Hasan Cemal. You are 71 years old. Half of your life has been devoted to writing books apologizing for the mistakes that you committed over the first half. As a top editor in the murky media of the 80s and 90s, you have been an accomplice to various dark deeds. Shouldn’t this record be reason enough to be a little more prudent, to keep your cool, to follow one step behind? In contrast, what information, what moral right, what journalistic seniority can you rely on to write, only an hour after a major massacre, an article pointing to Erdoğan as the perpetrator on the way to asking for people to vote for the HDP on 1st November? What for? In order to write more books of guilt and shame asking for forgiveness?


Can Dündar. You have posted a tweet saying: “Fuat Avni wrote this three weeks ago on 19th September; Yezid spoke with Fidan on Tuesday; they are going to exacerbate terrorist acts. They are planning to escalate violence and clashes on the eve of [election] rallies.”


An hour after the attack on the Diyarbakır rally and again an hour after the Suruç massacre, you had posted similar tweets to accuse the AKP. The culprit turned out to be IS.


Now, what information and what journalistic ethics are you bringing to bear on the present question when you jump from a media troll’s [Fuat Avni] tweet to pointing to the government as having perpetrated this sort of massacre? With the same feelings of irresponsibility and revanchism that you displayed when you tweeted about “TIRs headed for IS” although there was no mention whatsoever of IS in your news coverage of the MIT TIRs? What you are doing is not journalism but making yourself useful as a provocateur. Only for your own benefit, I hope.


Ahmet Şık. For having instantaneously manifested his great journalistic skills by tweeting: “It is an insufficient definition to call the Ankara massacre an act of terror. What is correct is to call it state terror. The names and addresses of both the murderers and their defenders are public knowledge.” 


Fehim Taştekin. For tweeting: “Those people covered their bloody corpses with peace placards. What are you going to cover your bloody hands with?” Having conveniently forgotten that he has been furthering his journalistic career by absolving Bashar al-Assad of his bloody massacres. 


Faruk Bildirici. For going on the air to announce that “This account will be settled on 1st November” — with his name preceded by the title “Ombudsman”; what a bad joke!


Celal Başlangıç. If the commanders on Mount Kandil (where no cigarette butts are dropped on the ground, so ecologically minded are they) had any planes, he would always be occupying the chair next to them. Although it is absolutely clear that the Diyarbakır attack eroded the AKP vote while benefiting the HDP, he is still capable of asking, in all illogic, “how many more bombs need to be detonated, how many more cities have to assaulted with tanks and artillery, how many more people have to be killed in order to gain 550 native and national MPs.”


Yıldırım Türker. For rehashing the story of a minor Mafioso rally the previous day in order to try and trick his readers into believing that “Sedat Peker had promised his chief to deliver rivers of blood.”


You are not just betraying your profession.
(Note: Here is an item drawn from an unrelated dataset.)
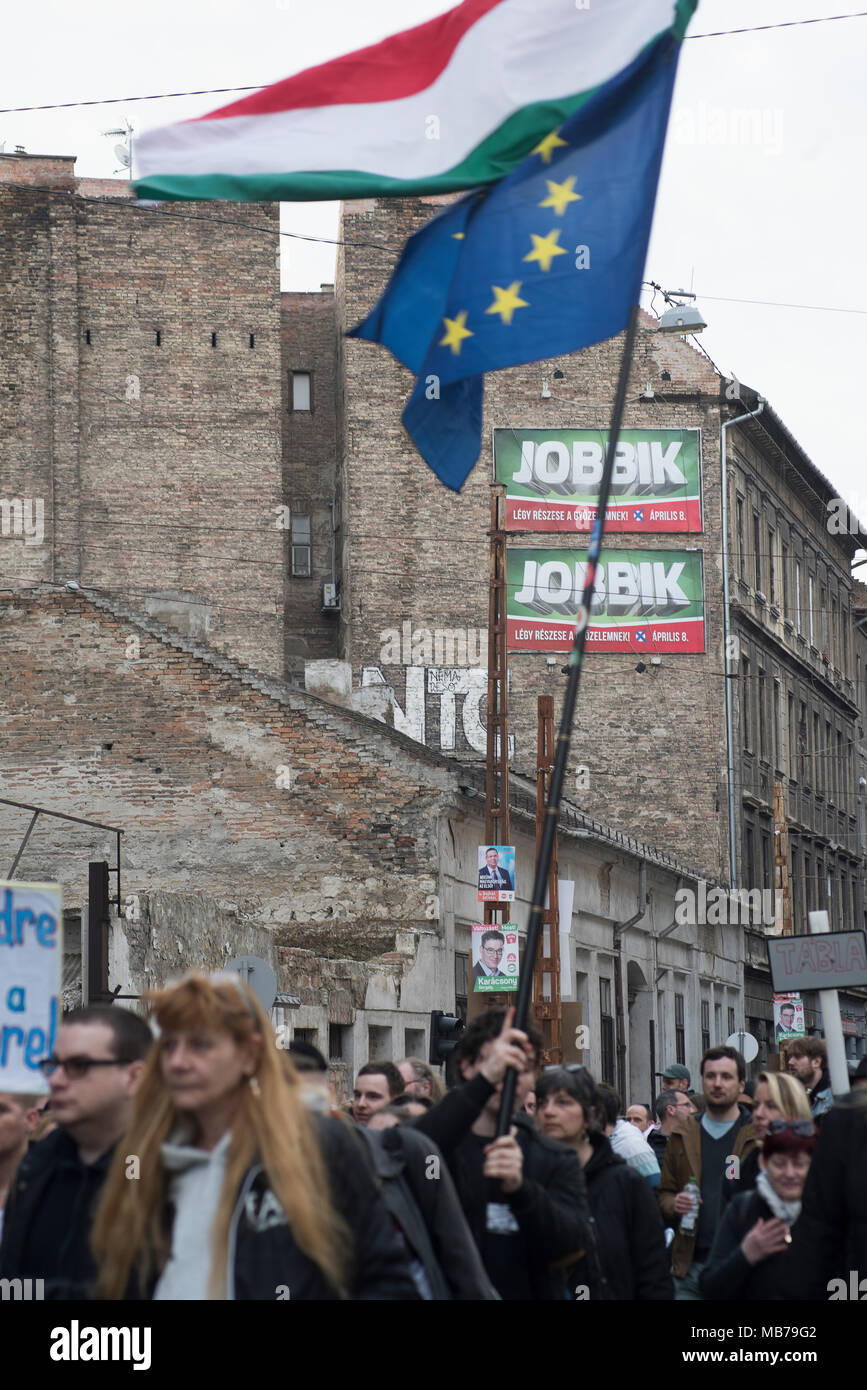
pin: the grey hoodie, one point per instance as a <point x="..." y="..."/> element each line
<point x="193" y="1190"/>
Through such open and blatant lying, you are also attacking and trying to destroy this country’s culture of coexistence.


And of course, we are unable to enumerate those others who have entrusted their mental facilities to a hodja who believes that he is a “messiah,” or who are so steeped in their political hatreds as to turn a blind eye to the truth. 


Or perhaps it is we who have become much too naïve; perhaps you are actually doing all this lying, cheating, scavenging and grave-robbing not out of a blind hatred but consciously and deliberately.
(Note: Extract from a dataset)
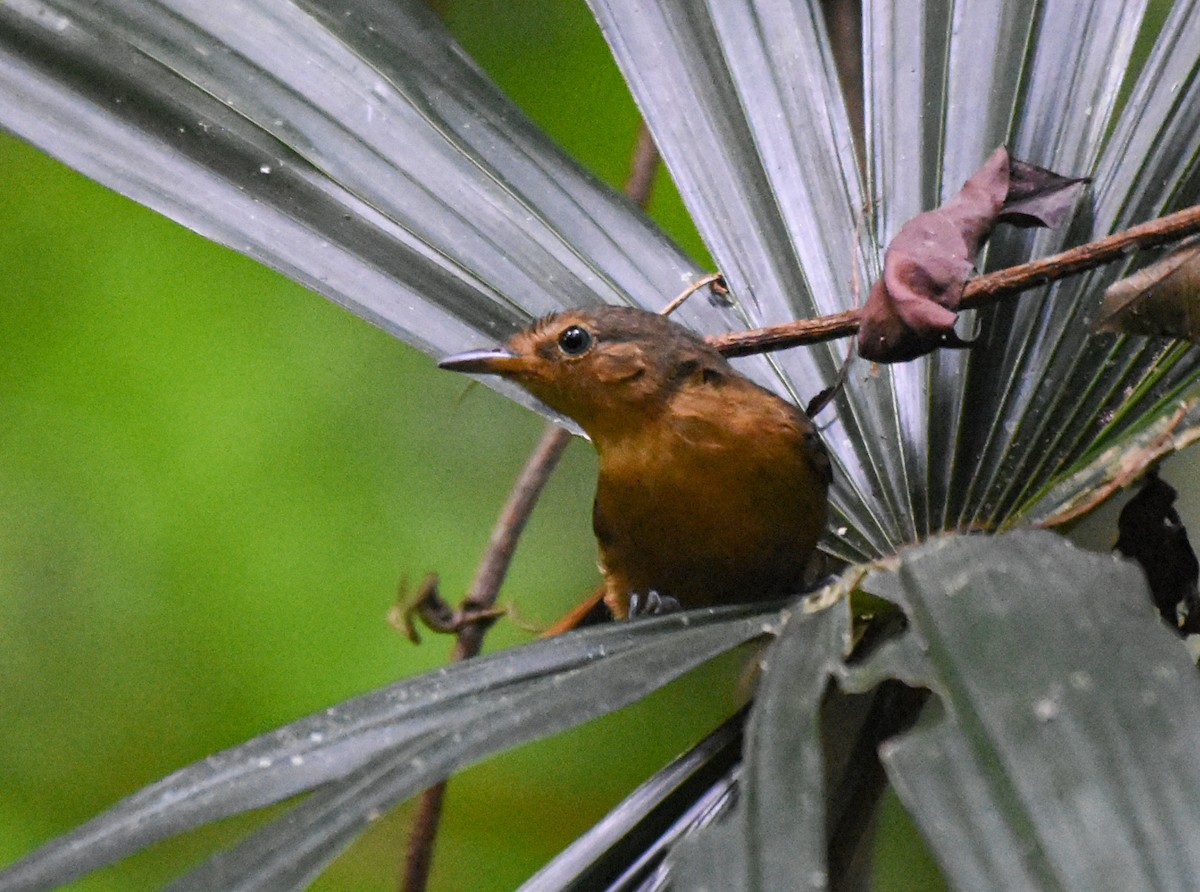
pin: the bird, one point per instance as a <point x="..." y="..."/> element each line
<point x="711" y="489"/>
Perhaps these are nothing but preliminary warmup exercises, after which the real bosses will appear on the stage to cause even Hülya Avşar to call for “somebody to please come and save us.” 
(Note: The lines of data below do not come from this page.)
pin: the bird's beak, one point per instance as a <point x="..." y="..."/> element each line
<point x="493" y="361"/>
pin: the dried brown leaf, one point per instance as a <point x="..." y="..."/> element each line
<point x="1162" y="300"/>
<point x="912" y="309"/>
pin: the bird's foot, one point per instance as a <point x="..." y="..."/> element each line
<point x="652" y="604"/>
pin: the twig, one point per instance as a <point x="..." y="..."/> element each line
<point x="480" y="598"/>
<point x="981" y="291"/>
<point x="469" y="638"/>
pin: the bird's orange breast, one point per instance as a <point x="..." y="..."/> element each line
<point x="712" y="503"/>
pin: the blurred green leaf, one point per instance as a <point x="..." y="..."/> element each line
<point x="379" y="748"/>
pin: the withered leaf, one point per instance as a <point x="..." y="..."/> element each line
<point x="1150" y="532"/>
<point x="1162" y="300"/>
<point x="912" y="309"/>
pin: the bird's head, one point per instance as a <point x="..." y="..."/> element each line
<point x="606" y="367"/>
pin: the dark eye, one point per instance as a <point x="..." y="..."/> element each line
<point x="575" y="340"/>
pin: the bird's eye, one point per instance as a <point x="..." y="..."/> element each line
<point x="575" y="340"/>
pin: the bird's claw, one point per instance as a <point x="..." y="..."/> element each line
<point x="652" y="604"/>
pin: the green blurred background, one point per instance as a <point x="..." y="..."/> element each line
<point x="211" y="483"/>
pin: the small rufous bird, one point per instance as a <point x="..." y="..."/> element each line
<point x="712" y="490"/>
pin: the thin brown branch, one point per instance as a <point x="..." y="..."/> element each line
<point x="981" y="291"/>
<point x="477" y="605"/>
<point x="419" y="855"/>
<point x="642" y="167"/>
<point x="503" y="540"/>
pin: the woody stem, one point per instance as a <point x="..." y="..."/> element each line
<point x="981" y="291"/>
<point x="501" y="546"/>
This article has been penned to make sure that what you did, said and wrote just hours or minutes after the biggest massacre in Republican history should not be erased and forgotten.


So that your raving, ravenous hatred may forever be inscribed in memory.  


So that if, through your efforts, “somebody” does appear to save us, those who later seek to discover why this happened can locate the culprits fairly easily.